Nun sitzt M. hinter Gittern: Die Ermittler werfen ihm vor, Beitragstäter beim Terroranschlag von Wien gewesen zu sein. Allerdings streitet M. vehement ab, von K. F.s Plänen gewusst zu haben – er habe nicht einmal gewusst, dass K. F. ein radikaler Islamist und IS-Unterstützer war. Außerdem will M. selbst keine illegalen Waffen besessen haben.

Spontane Kontakte im Gefängnis

K.F. gelangte über mehrere Stationen zu seinem Waffenhändler. Das zeigt ein wesentliches Problem des heimischen Justizvollzugs: Wie sich im Gefängnis kriminelle Netzwerke bilden. Ishaq S., ein Kindheitsfreund des Attentäters, lernte in der Justizanstalt Hirtenberg einen Iraner namens Y. kennen. Der wiederum kannte einen "Tschetschenen namens Adam, der nahe des Pratersterns lebt und Waffen verkauft".

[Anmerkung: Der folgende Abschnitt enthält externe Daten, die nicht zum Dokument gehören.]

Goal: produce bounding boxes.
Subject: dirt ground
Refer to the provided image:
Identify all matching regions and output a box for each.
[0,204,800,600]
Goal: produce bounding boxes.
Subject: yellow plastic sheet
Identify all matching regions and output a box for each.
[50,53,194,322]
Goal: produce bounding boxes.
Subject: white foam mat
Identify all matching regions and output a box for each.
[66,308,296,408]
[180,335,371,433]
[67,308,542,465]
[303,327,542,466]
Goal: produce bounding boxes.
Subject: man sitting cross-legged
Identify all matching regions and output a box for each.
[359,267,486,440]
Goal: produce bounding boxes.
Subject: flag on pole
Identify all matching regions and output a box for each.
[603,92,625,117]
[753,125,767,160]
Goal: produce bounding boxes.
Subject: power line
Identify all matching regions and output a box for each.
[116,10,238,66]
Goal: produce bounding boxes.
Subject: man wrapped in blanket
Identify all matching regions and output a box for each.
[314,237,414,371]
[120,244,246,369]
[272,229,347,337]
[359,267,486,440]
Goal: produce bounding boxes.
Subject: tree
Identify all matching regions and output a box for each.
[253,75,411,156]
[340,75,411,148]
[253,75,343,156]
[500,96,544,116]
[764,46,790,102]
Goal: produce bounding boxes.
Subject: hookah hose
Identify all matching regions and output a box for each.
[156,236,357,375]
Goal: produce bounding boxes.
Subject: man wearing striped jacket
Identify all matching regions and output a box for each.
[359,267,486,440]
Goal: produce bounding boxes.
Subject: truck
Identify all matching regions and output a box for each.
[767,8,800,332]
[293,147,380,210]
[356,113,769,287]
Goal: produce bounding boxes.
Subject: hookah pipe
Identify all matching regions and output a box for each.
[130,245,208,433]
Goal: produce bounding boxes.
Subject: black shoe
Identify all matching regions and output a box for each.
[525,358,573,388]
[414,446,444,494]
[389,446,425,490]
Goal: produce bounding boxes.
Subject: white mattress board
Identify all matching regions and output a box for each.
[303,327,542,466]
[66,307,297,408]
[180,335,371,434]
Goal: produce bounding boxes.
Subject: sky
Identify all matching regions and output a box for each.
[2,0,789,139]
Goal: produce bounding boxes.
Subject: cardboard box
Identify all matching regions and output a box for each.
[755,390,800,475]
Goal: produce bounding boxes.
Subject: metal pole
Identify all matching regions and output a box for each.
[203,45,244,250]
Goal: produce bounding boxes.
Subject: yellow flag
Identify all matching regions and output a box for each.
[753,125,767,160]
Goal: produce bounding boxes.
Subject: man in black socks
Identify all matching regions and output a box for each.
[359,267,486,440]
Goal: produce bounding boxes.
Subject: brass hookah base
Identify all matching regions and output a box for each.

Im Gefängnis zeigte Y. auf seinem illegalen Smartphone Fotos einer AK-47-Kalaschnikow, die Adam M. gehören soll. Das Foto hat Y., laut eigener Aussage, im Keller von M.s Wohnhaus im zweiten Wiener Gemeindebezirk aufgenommen. Die Waffe sei in einem Kindersitz versteckt gewesen. M. habe Y. gebeten, einen Käufer zu finden. Kostenpunkt: 2.000 Euro. Auch Handgranaten habe er im Angebot, rund 200 Euro pro Stück. Kommen sollen die Waffen von einem Kontakt namens Marsel O. im slowenischen Maribor.

Im August nahmen slowenische Beamte auf Bitten der österreichischen Kollegen einen DNA-Abstrich von Marsel O., weil Ermittler im Zuge der Spurensicherung an Waffen und Munition mehr als zehn DNA-Profile verifizierten, "die bis dato keiner Person zugeordnet werden konnten". Ein Ergebnis ist noch nicht veraktet. Dass O. noch nicht festgenommen wurde, ist für seinen Verteidiger Tarek Naji ein Zeichen, dass keine Spuren von ihm gefunden wurden.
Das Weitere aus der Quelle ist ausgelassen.